La cellule d’aide à l’appui pédagogique s’est donc tournée vers seulement deux versions d’email, moins stigmatisantes. Une démarche plutôt bien perçue cette fois. Néanmoins, 61 % des étudiants n’ont cliqué sur aucune des ressources citées dans le mail.

La conclusion ? « Nous tâtonnons. Si l’accompagnement n’est pas obligatoire, il est difficile d’inciter les étudiants à le suivre. Ils sont en outre nombreux et nous n’avons pas les ressources pour les accompagner individuellement », regrette Trecy Martinez Perez.

Un enjeu pourtant crucial alors que le décret Paysage, voté en 2001 et applicable à partir de la rentrée universitaire 2024, interdit la réinscription dans les universités belges pendant cinq ans après avoir échoué deux fois en première année de licence.

3. Les dispositifs qui fonctionnent le mieux à l’Université de Strasbourg

Sonder le niveau de connaissance et l’usage des outils destinés à l’accompagnement des étudiants en première année : c’est l’objectif d’une enquête menée entre mars et juin 2023 par l’Université de Strasbourg (Unistra), auprès de presque 14 000 personnes et ayant obtenu 45 % de réponses.

L’Unistra compte presque 14 000 étudiants en première année. - © D.R.
L’Unistra compte presque 14 000 étudiants en première année. - © D.R.

L’Unistra propose notamment d’accéder à Moodle Air — une plateforme pédagogique dédiée à l’acquisition de compétences transversales —, de réaliser des entretiens avec des conseillers à la réussite et à l’orientation, du tutorat, le forum d’entraide universitaire FEU !, l’événement Booste ta rentrée…

Sur sept dispositifs mis en place à l’échelle de l’établissement, au moins un est connu de plus d’un étudiant sur deux (57 %). Un chiffre satisfaisant, mais derrière lequel se cache une forte disparité : 91 % des étudiants en cursus de santé connaissent au moins un des dispositifs contre 53 % en licence générale et seulement 20 % en bachelor universitaire de technologie (BUT). À part en santé, ces outils sont moins plus connus en deuxième année qu’en première.

Quels sont les usages ?

3,3 étudiants sur 10 utilisent ces dispositifs. Quel que soit le cursus, les plus plébiscités sont le tutorat et Moodle Air. « Il s’agit d’outils clé en main disponibles sans inscription préalable dans le cursus de l’étudiant », analyse Sophie Kennel, vice-présidente déléguée à la transformation pédagogique de l’Unistra. Les plateformes qui permettent de s’auto-évaluer sont, elles, moins utilisées.

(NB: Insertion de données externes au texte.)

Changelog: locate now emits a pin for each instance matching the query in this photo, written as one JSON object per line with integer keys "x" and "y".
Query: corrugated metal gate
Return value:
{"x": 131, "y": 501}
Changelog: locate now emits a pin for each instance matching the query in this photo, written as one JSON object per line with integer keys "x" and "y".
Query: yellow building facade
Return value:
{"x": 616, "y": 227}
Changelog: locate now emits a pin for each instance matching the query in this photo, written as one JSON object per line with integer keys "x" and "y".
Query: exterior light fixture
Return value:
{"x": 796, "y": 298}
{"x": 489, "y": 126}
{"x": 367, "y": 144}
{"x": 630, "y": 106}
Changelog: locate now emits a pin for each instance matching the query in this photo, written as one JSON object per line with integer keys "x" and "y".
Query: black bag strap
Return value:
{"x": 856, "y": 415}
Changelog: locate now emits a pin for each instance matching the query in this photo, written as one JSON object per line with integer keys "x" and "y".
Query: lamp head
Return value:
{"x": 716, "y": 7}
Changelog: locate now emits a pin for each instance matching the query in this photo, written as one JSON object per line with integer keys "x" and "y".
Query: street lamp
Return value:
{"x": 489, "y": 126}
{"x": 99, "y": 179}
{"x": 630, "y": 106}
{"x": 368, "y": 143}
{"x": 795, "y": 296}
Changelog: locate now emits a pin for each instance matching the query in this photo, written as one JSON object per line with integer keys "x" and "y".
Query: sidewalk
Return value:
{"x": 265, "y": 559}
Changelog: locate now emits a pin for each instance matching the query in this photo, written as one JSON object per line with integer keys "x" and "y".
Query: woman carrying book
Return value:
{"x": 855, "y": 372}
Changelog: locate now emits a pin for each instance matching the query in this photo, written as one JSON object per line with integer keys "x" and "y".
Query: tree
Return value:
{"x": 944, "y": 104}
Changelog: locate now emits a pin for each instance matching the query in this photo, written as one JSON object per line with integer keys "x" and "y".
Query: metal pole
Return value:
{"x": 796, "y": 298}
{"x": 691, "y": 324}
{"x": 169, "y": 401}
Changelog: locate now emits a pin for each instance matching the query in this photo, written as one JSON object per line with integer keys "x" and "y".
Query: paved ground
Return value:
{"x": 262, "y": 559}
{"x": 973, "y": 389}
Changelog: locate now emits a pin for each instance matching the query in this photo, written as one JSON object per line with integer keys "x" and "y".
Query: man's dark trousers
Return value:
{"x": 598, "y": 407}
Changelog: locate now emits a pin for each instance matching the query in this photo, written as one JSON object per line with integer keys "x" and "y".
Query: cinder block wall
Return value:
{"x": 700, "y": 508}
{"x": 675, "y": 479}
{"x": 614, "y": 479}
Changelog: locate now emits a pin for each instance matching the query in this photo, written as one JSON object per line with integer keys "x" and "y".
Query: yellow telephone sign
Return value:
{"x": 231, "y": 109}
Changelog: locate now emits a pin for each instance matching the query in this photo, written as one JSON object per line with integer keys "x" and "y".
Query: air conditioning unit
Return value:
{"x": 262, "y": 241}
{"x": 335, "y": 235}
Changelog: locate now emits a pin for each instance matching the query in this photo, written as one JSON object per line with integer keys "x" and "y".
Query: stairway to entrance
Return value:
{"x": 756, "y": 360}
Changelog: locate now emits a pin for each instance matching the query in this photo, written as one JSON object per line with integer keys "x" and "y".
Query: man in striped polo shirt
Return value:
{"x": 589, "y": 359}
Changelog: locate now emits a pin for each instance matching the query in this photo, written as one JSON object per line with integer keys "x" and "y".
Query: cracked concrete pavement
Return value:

L’usage est moins préventif que curatif.

Autre information notable : « Les dispositifs sont plus saisis quand l’enjeu de réussite est imminent. L’usage est moins préventif que curatif », ajoute Sophie Kennel.

Elle envisage de requestionner les étudiants à la lumière de ces usages. En 2024, ce sont les étudiants des IUT qui sont ciblés afin de savoir si leur grand volume horaire est synonyme d’un manque de temps pour recourir aux outils mis en place par l’université.

Enfin, les deux femmes préconisent d’éviter la surinformation sur ces dispositifs par mail : c’est par les enseignants que doit être renforcée la prescription.